The November election may go poorly for the Senate Republicans, but there’s no reason to expect a leadership shake-up.
One longtime Senate Republican aide said that GOP senators would blame a wave election sweeping Democrats back into the majority on Republican presidential nominee Donald Trump and perhaps his former presidential primary rival, Texas Sen. Ted Cruz.
There’s no chance that Majority Leader Mitch McConnell of Kentucky will be booted from his post atop the conference, sources said.
“Zero is right. Absolutely zero,” a GOP aide said. “Plus, there is no one credible to challenge him and no one would want that job.”
There’s also the fact that the GOP’s conference term limits on leadership positions below McConnell’s will be front and center at the end of the next Congress.
When Utah Sen. Mike Lee was mulling a campaign for Republican Policy Committee chairman earlier this year, his expectation was that the post, currently occupied by Wyoming Sen. John Barrasso, would be coming vacant. That led to internal debate over what’s generally a six-year limit for the various members of the GOP leadership team.
McConnell and other leaders pointed to past precedent to argue that partial terms did not count, and the conference eventually adopted that position more formally. That means Barrasso and others, including Majority Whip John Cornyn of Texas will reach leadership tenure limits following the 2018 midterm election.
The 2018 map includes contests on turf generally more favorable to Republicans, with Democratic senators such as Claire McCaskill of Missouri and Jon Tester of Montana up for re-election.
Among the current leadership, only Republican Conference Vice Chairman Roy Blunt of Missouri is in a competitive re-election contest. Conference Chairman John Thune is also on the ballot in South Dakota, but his race is rated “Safe Republican” by The Rothenberg & Gonzales Political Report/Roll Call.

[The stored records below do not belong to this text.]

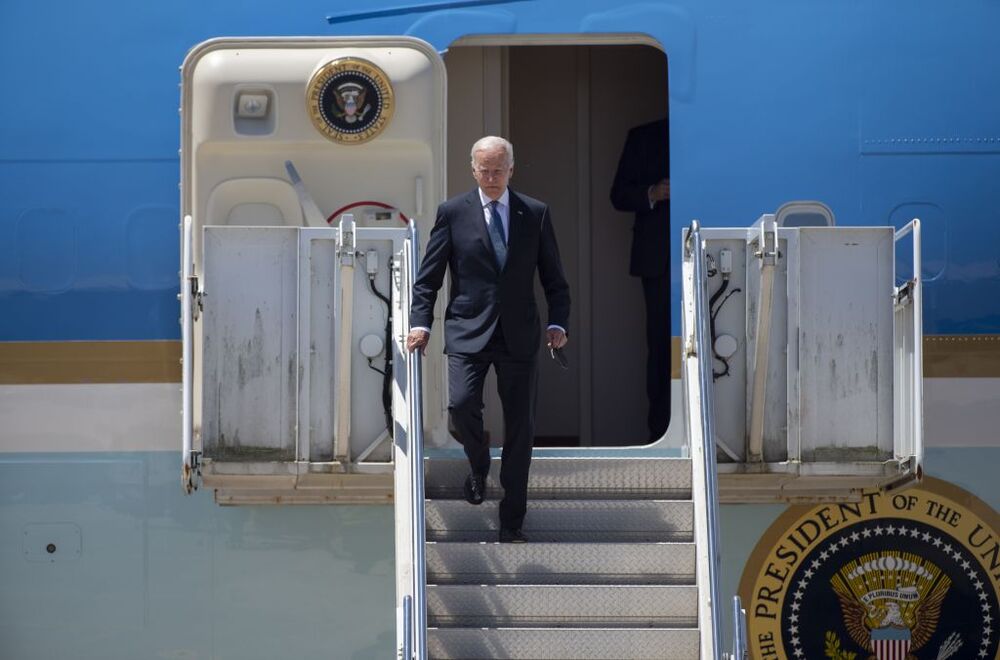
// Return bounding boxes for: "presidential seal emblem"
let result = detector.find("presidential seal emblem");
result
[306,57,394,144]
[740,478,1000,660]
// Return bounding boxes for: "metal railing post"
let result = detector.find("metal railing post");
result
[404,220,427,660]
[733,596,747,660]
[687,221,722,653]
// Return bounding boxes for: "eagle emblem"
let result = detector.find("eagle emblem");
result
[333,82,372,124]
[306,57,395,144]
[830,551,951,660]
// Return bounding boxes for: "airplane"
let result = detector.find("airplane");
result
[0,0,1000,660]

Blunt, on the other hand, is facing a serious challenge from Missouri Secretary of State Jason Kander.
McConnell’s safe position comes in part from the fact that current conference members have been running for re-election on their records in this Congress and policy achievements like legislation designed to combat the opioid epidemic that was signed into law.

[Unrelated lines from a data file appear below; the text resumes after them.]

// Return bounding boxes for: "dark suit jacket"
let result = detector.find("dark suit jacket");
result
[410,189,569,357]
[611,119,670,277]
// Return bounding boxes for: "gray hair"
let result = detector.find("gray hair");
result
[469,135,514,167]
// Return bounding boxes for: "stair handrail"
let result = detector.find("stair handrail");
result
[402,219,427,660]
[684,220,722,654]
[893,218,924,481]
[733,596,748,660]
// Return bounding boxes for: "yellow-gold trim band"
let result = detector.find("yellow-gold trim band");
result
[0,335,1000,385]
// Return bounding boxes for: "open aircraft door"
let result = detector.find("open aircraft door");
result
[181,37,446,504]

In cases where poor electoral outcomes have resulted in leadership shake-ups, one Republican strategist with ties to McConnell said that “something about the job that they have done had become a liability for their membership”
But in 2016, GOP incumbents are campaigning “almost exclusively on their Senate service into a tide of a negative environment of Trump.”
And the strategist also said that, at least among Senate Republicans, the jockeying for leadership positions for jobs coming open at the start of the Congress in 2019 will likely not be an immediate priority.
That’s because the immediate business will be getting to work addressing the priorities of a new Congress and a new administration in the White House, regardless of whether Trump or Democratic nominee Hillary Clinton actually prevails in November.
“I think leadership elections are a far, far cry from the business at hand,” the strategist said.